Further, step one selects the Flickr8k image subtitle data set.

Further, the second step adopts 16-layer neural network, including convolution, pooling, activation and other operations, and extracts image features by using the convolutional neural network to obtain features with semantic information.

Further, the 16-layer neural network comprises 13 convolutional layers and 3 fully-connected layers, the activation function of each layer is a Relu function, and a Dropout layer is added after the last three layers.

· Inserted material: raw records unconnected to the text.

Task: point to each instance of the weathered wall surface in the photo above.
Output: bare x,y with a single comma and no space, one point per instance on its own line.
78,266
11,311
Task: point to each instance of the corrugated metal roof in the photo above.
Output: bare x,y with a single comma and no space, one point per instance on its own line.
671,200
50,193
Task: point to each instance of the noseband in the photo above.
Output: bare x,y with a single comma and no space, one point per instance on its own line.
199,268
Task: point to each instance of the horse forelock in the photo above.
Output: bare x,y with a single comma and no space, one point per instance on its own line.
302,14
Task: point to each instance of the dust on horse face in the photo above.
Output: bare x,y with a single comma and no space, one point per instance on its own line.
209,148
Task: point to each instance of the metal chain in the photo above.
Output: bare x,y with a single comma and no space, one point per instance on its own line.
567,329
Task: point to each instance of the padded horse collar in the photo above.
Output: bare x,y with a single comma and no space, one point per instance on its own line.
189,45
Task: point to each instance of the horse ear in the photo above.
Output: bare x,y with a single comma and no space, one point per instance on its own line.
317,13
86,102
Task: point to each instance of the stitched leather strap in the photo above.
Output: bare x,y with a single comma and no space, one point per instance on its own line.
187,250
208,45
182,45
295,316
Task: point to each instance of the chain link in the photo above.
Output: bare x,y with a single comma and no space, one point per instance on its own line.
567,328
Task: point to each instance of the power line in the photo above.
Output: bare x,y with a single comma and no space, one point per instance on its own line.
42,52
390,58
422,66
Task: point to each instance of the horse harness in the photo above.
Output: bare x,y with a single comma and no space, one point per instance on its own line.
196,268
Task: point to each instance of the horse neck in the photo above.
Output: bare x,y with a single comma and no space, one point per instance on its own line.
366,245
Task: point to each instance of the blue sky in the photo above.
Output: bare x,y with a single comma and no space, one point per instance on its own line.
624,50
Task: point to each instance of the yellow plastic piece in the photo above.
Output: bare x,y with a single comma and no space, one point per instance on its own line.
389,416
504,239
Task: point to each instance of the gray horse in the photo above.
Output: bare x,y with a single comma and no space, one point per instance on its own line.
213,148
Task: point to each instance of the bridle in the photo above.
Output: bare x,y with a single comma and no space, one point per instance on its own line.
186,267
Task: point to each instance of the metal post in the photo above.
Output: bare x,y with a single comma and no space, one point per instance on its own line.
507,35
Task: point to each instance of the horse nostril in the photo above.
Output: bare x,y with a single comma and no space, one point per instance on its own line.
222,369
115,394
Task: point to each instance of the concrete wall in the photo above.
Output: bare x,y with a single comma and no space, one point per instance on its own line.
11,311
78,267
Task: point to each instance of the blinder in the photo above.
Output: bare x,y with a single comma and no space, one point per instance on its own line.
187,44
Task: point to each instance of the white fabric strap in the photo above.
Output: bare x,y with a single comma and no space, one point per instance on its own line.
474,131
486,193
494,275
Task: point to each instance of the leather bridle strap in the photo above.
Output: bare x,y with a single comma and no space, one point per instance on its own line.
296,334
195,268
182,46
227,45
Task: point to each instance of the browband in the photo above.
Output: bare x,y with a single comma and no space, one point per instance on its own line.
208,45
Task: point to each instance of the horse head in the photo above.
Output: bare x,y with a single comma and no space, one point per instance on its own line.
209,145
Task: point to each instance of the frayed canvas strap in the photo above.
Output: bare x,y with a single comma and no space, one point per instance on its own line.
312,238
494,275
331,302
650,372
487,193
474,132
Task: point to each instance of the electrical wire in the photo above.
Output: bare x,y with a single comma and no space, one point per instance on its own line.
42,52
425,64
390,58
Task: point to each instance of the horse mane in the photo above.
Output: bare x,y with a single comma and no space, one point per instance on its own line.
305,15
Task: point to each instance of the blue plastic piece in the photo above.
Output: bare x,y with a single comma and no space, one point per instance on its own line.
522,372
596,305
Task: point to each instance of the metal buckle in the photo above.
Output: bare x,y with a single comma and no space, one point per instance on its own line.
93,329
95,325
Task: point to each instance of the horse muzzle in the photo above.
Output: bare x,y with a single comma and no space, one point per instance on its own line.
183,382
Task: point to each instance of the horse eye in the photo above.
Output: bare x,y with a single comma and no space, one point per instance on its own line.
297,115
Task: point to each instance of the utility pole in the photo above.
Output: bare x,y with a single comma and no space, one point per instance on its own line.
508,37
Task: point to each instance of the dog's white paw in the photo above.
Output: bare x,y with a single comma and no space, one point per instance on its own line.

Further, the second step comprises a data set, wherein the data set adopts an ImageNet data set, an Adadelta gradient descent algorithm is adopted as a training algorithm of the second step, and the network parameters are updated according to the following formula:

w_t+1＝w_t+Δw_t (4)

wherein, w_tParameter values representing the t-th iteration, g representing the gradient, E [ g ]²]Representing the moving average of the square of the gradient g, α is the coefficient for calculating the moving average and is typically taken to be 0.99, η is the learning rate 0.0001, and ε is taken to be a small number to prevent the denominator from being 0.

Furthermore, step four adopts an LSTM network added with Dropout, and adopts a method of randomly setting 0 in different time allowable periods, thereby improving the generalization capability of the model.

Further, step four pairs of conditional probabilities P (S)_t|I,S₀,S₁,…,S_t-1(ii) a Theta) modeling using a fixed length of hidden unit output h in the model_tTo express the conditional probability value of the t time and the hidden unit h of the previous time_t-1And input x at that time_tIn relation to, and therefore, the hidden unit output h_t＝f(h_t-1,x_t)，

Wherein f is a tan h nonlinear function; for an initial value h_-1Then the feature extraction is carried out on the input image I through the convolution neural network of the step three, x_tIt represents a certain vocabulary vector corresponding to each time t. For the problem that each image faces the inequality of Chinese description length, the invention adopts the method of complementing 0 at the tail of the sequence number vector. When the network is trained as well.

Further, when the recurrent neural network is trained, the image features obtained in the second step and the subtitle sequence number vectors generated in the third step are selected through input of each iteration, an Adadelta gradient descent algorithm is adopted in the network weight updating method, and the learning rate is set to be 0.0001.

The technical effects are as follows:

in the initial stage, the local characteristic information of the image is utilized, the position relation among the image contents is also established, and the semantic information of each word is associated with the local characteristic of the image; and modeling by using a neural network model with an attention mechanism, wherein the established sequence model generates an attention variable distribution at each moment according to the image characteristic information and the word semantic information, and the variable distribution represents the position information of the image noticed by the model at the moment.

Drawings

Fig. 1 is a flowchart of a method for generating chinese subtitles from images according to the present invention.

Fig. 2 is an example of image chinese subtitle data of an image chinese subtitle generating method of the present invention.

Fig. 3 is an example of chinese subtitle word segmentation for the image chinese subtitle generating method of the present invention.

FIG. 4 is a comparison between the test image Chinese caption generation result and the actual result of the image Chinese caption generation method of the present invention.

FIG. 5 is a comparison between the test image Chinese caption generation result and the actual result of the image Chinese caption generation method of the present invention.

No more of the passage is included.